CVSS:4.0/AV:N/AC:L/AT:N/PR:N/UI:N/VC:N/VI:N/VA:H/SC:N/SI:N/SA:N
Summary
A Denial-of-Service vulnerability was discovered in Netty's DefaultHttp2FrameReader. The reader accepts an unbounded number of HTTP/2 CONTINUATION frames per header block, with no frame count limit enforced. The existing mitigations which included a byte-level cap via maxHeaderListSizeGoAway could be bypassed by sending 0-byte CONTINUATION frames, which are valid per RFC 9113. An unauthenticated remote user can exploit this to monopolize server threads with minimal bandwidth, causing CPU exhaustion and connection-level Denial-of-Service against any default-configured Netty HTTP/2 server.
Impact
- CPU Exhaustion: Each CONTINUATION frame triggers full parse-and-verify logic server-side at ~389ns per frame, creating a significant CPU cost asymmetry relative to the 9-byte attacker wire cost.
- Connection Monopolization: The HTTP/2 protocol requires all other frames on a connection to be blocked while a CONTINUATION sequence is pending. A single open CONTINUATION chain freezes the entire connection.
- Thread Pool Starvation: Attacking multiple connections simultaneously exhausts the server's I/O thread pool, causing complete service unavailability.
Attack Prerequisites
None. This vulnerability affects the default Netty HTTP/2 server configuration. Any user capable of opening an HTTP/2 connection over TLS (h2) or cleartext (h2c) can trigger the issue.
The attack leverages 0-byte CONTINUATION frames, which are explicitly valid under RFC 9113 Section 6.10. The server cannot reject them at the protocol layer without violating spec compliance.
Description
In HTTP/2, a HEADERS frame may be followed by any number of CONTINUATION frames to carry the remainder of a compressed header block. Netty's DefaultHttp2FrameReader enforces no limit on how many such frames it will accept before the sequence is closed with an END_HEADERS flag. The verification method responsible for validating CONTINUATION frames, verifyContinuationFrame(), checks only stream association and state, but never the frame count.
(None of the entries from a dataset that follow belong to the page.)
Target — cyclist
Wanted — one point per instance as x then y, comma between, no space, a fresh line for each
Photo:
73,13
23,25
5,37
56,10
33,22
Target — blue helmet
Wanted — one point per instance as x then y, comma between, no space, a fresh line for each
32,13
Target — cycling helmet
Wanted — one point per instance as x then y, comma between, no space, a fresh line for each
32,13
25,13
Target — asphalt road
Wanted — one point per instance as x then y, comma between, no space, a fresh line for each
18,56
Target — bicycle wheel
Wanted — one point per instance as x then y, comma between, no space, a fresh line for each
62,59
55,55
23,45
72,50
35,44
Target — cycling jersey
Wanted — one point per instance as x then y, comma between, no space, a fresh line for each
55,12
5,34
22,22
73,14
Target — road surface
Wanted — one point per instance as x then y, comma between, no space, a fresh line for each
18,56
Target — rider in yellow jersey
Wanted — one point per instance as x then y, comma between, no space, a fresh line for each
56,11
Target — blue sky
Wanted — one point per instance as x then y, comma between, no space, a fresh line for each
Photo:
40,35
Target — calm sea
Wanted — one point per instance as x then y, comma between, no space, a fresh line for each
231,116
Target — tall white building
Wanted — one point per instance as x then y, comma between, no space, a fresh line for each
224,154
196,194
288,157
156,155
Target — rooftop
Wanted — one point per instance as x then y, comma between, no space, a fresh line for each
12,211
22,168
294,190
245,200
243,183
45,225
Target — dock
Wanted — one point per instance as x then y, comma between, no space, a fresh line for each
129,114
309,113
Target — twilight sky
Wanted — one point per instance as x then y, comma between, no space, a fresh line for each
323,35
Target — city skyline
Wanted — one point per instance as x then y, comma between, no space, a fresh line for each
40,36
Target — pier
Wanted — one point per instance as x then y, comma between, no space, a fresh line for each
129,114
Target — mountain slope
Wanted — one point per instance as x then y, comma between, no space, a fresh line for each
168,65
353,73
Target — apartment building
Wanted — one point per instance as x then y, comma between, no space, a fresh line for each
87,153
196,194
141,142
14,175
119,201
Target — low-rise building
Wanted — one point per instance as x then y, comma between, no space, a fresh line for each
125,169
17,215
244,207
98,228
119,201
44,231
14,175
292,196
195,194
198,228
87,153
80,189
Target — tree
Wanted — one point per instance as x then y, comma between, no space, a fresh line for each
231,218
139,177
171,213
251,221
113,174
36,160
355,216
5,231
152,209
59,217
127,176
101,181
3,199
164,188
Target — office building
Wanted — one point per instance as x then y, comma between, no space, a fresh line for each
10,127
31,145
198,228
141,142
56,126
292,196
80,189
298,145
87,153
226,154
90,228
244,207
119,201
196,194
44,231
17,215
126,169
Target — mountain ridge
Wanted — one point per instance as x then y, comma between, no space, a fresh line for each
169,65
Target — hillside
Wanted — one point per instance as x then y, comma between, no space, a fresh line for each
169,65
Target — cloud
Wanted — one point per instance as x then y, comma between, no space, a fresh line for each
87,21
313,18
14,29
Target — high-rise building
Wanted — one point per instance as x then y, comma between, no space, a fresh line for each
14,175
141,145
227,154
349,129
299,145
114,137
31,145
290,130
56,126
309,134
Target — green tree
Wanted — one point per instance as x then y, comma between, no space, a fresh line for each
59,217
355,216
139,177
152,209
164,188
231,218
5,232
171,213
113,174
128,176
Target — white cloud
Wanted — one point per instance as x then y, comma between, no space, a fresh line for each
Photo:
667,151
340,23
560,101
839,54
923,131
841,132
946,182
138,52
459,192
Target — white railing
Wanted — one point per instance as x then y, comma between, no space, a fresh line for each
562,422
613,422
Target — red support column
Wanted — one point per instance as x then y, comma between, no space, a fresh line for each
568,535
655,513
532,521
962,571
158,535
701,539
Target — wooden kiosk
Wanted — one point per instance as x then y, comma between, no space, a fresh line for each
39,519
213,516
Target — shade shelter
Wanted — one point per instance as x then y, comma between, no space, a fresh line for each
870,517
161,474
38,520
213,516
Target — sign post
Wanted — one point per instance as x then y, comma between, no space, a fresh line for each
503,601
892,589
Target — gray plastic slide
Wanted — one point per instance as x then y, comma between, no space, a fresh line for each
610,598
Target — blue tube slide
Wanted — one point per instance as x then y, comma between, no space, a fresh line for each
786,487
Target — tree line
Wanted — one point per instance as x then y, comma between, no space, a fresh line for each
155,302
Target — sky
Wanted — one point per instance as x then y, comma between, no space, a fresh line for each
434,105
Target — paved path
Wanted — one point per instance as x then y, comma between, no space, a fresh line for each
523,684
private void verifyContinuationFrame() throws Http2Exception {
verifyAssociatedWithAStream();
if (headersContinuation == null) {
throw connectionError(PROTOCOL_ERROR, "...");
}
if (streamId != headersContinuation.getStreamId()) {
throw connectionError(PROTOCOL_ERROR, "...");
}
// NO frame count limit — frames accepted indefinitely
}
Netty does implement an additional safeguard: maxHeaderListSizeGoAway which tracks accumulated header bytes and issues a GOAWAY once the threshold is exceeded. However, this protection assumes each frame contributes a nonzero byte payload. Sending 0-byte CONTINUATION frames renders it inert.
Byte Limit Bypass: Why 0-Byte Frames Evade maxHeaderListSizeGoAway
// When len = 0, this condition is NEVER true regardless of frame count
if (headersDecoder.configuration().maxHeaderListSizeGoAway() - len <
headerBlock.readableBytes()) {
headerSizeExceeded(); // 10240 - 0 < 0 → always FALSE
}
The result is a two-layer failure. The frame count check is absent entirely from verifyContinuationFrame(), and the fallback, i.e. the byte accumulator can be bypassed by sending frames with no payload.
Attack Flow: Connection Monopolization via 0-Byte CONTINUATION
Conclusion
This vulnerability underscores a critical class of HTTP/2 implementation flaws where specification compliance (accepting valid empty frames) conflicts with resource management. The Netty maintainers have since resolved this by introducing a configurable limit on the number of CONTINUATION frames allowed per header block. All users are strongly encouraged to upgrade to Netty 4.1.132.Final, 4.2.11.Final or later to address this issue.
References
- GitHub Advisory: GHSA-w9fj-cfpg-grvv
- CVE.org Record: CVE-2026-33871
- NVD Record: CVE-2026-33871
- CERT/CC VU#421644 HTTP/2 CONTINUATION FRAMES
- RFC 9113 Section 6.10 — CONTINUATION frames (no minimum payload size requirement)
I would like to thank the Netty team for their prompt response and effective mititgations to address the finding.